Which means, if all of those are examples of "bad ABA", there's an epidemic of bad ABA. And if you really want children to be able to reap the benefits of "good ABA", you need to do something about it.

As it is, given how common "bad ABA" must be, a parent considering ABA treatment for their child is essentially playing Russian roulette with their child's mental health. Maybe they'll luck out and get a good ABA practitioner, or maybe they'll get one of the bad ones, and their child will have PTSD. They have to weigh whether they want to take that risk.

In other fields, you can often look for accreditation or credentials to help rule out the bad ones, and if a bad one slips through, you can report them to make them lose their credentials.

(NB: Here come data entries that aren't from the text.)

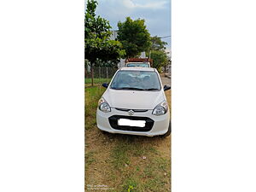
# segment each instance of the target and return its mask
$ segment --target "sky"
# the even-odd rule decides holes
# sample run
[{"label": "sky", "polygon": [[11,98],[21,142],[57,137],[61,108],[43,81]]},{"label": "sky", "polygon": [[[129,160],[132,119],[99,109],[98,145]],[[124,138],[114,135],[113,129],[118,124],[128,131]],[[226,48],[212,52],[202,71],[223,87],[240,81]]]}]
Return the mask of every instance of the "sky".
[{"label": "sky", "polygon": [[[97,0],[96,15],[109,20],[113,30],[117,30],[119,21],[130,16],[132,20],[144,19],[151,36],[166,37],[171,34],[171,0]],[[162,38],[168,43],[171,38]]]}]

For example, if my mother, who is a lawyer, scams or abuses a client, she could get reported to the Canadian Bar Association and lose her license to practice law.

Ideally, the BACB certification process should serve that purpose, but it doesn't. There are BCBAs who work in the Judge Rotenberg Center, which is still running as of 2021 despite repeated efforts to shut down the center due to human rights abuses. The Judge Rotenberg Center uses aversives, mostly notably a wearable electric shock system known as the GED. 

If you claim that "good ABA" doesn't use aversives, then clearly, a BCBA who accepts employment in the JRC and cooperates with crafting behaviour plans involving the GED should lose their certification. The fact that they don't should be something you are outraged about and lobbying to stop.

Similarly, if a parent says "my child's BCBA ordered the therapists to hold them down while they sobbed for hours", this should prompt you to encourage them to report that behavior to authorities who will get that person to lose their certification. Or, knowing that such a report would not be effective - let's face it, you know it wouldn't - you should be joining those parents in lobbying the BACB to stop certifying child abusers to practice in your field.

The fact that you criticize "bad ABA" only when people are saying that no child should be in ABA treatment, and only to defend the existence of "good ABA", makes it clear that you're not trying to help autistic children. You're not trying to make sure that parents don't have to play Russian roulette with their child's future.

You're like the Catholic Church, when parents made allegations against sexually abusive priests - you're covering up the problem, and covering your own asses, at the cost of the children you're supposed to be helping.